I started working in metal on my 40th birthday in 1982. Long before I was able to cut and weld steel, I used to seek out, collect and photograph rusty old objects. I derived joy from the colors, textures and shadows formed by the sun on the pitted and twisted surfaces of discarded, oxidized ferrous materials. After 15 years of fascination with steel surfaces and objects, and accumulating 5 tons, I began using the torch, welder and hammer for interacting with metals. I started joining forms and ultimately shaping them in ways that enhance their individual forms and lighten my spirit. Most of my sculptures are inspired from nature: birds, animals, flowers and insects. Occasionally the nonobjective piece sneaks in. My works are created with found steel objects and some new steel that I weld, bend, pound, cut and shape into forms. Some of the pieces I sketch on paper before working with steel. Others are first made from cardboard or paper. Many of the pieces are made directly by assembling found objects. All my works change and grow throughout the building process”, - says Ned. The truth is that Ned gets the materials that he uses to make the sculptures any where he can get them. “All the material I use has been discarded by someone or some business or industry. Some of the sources for the materials are the Tucson garbage dump, automobile service stations and the railroad tracks. I find materials on the streets and alleys. I look for materials in industrial garbage cans and in the alleys where people put their garbage. Now that I have a reputation as a sculpture who uses discarded metal objects there are many people who bring me things that they no longer want to keep. This week a woman brought me a box of knives, forks and spoons, a rake and a shovel and some iron pots. I will transform these objects into other forms”, - says Mr. Egen.
He has lived in his house in Tucson for 33 years and had many (perhaps 100) exhibitions in Tucson in the last 20 years, but he has not had any exhibitions outside of Tucson. However his sculptures appear in well over a thousand private and some corporate collections in about 40 states and 9 countries.
“I began making my sculptures only for pleasure without any plans to sell my work. Within several years after I began doing this work, people who passed my house saw what I was doing and asked whether they could buy my work. I felt good that people appreciated my work enough to buy it. However it was difficult to part with some of the work. When I started, I had another job. I was on the faculty at the University of Arizona and I didn't have to sell my work. However I sold some and I kept others. It's been over 20 years and I no longer work at the University. I still make sculptures for pleasure and I also sell my work to people and galleries”, - says Ned.
Ned’s garden is his gallery. When he first began work on his garden he had in mind an environment where one could escape from reality. “In my mind I saw a primeval forest, an attempt at a throw back to a pristine world of fantasy, without predators, where everything could uninhibitedly grow. Unfortunately reality set in and now my creations find themselves competing for space. I have an outdoor steel garden and menagerie, requiring no food or water, which is essential for blooms in the southwestern desert sun”, - says the sculptor.
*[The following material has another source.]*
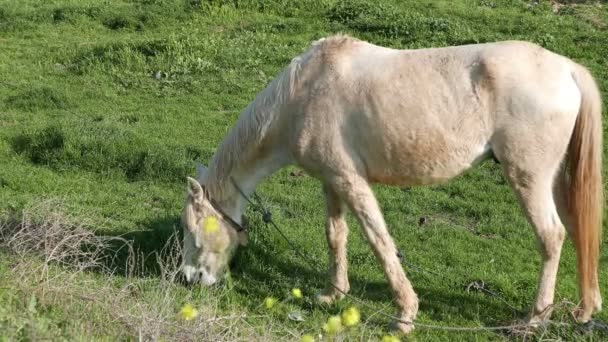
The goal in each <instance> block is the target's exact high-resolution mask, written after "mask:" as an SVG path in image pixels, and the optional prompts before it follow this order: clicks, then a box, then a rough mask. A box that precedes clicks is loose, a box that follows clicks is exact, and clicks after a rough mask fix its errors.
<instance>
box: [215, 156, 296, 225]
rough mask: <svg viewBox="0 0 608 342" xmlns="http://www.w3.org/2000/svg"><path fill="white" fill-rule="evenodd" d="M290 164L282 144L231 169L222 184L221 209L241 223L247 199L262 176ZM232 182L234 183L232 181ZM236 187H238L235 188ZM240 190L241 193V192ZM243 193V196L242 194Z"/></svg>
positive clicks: (255, 188)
The Tucsonan has found a much more productive way for using things, those that many people would say are “waste products, polluting the environment”. Mr. Egen’s idea improves the environment and he shows that beauty can be found even in rusted scrap metal – he can “grow” nice flowers from it. Ned Egen was born in 1942 in New York City, and was raised in the suburbs of New York City, graduated New Rochelle High School 1960, graduated Pennsylvania State University 1964 with a B.S. in chemistry, graduated University of Connecticut in 1967 with an M.S in chemistry and in 1970 with Ph.D. also in chemistry. He held a faculty position at the University of Arizona 1970-1996, started working in metal on his 40th birthday in 1982 and began full time work as a metal artist in 1996.